Tomorrow it will be exactly ten years since the outbreak of the Third World War. There is no longer any hope that this war will end in peace. Both camps are still fighting gruelling battles. Several million people have died so far. Hundreds of millions are sick and starving. Our once vibrant cities now stand depopulated. Vast areas have been radioactively and chemically contaminated. The biological balance has been irreparably damaged. A tragic end is inevitable, and it will be the end of all humanity. On the occasion of this sad anniversary, let us remember how it happened.

Since time immemorial, humans have eaten meat. The ways of producing animal-based foods were man-made technologies.
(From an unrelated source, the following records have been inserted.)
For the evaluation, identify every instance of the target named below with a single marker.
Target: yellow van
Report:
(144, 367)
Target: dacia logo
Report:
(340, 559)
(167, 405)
With the development of culture, different eating habits developed in different societies. The consumption of meat products was often sanctified by religious rites. Often, it was simply a necessity of life, not least for the Inuit. In a word, meats have always occupied a place of honour on the tables of the whole world. Despite this, in the course of the progress of civilisation, the ominous voices of the vegetarian were increasingly heard.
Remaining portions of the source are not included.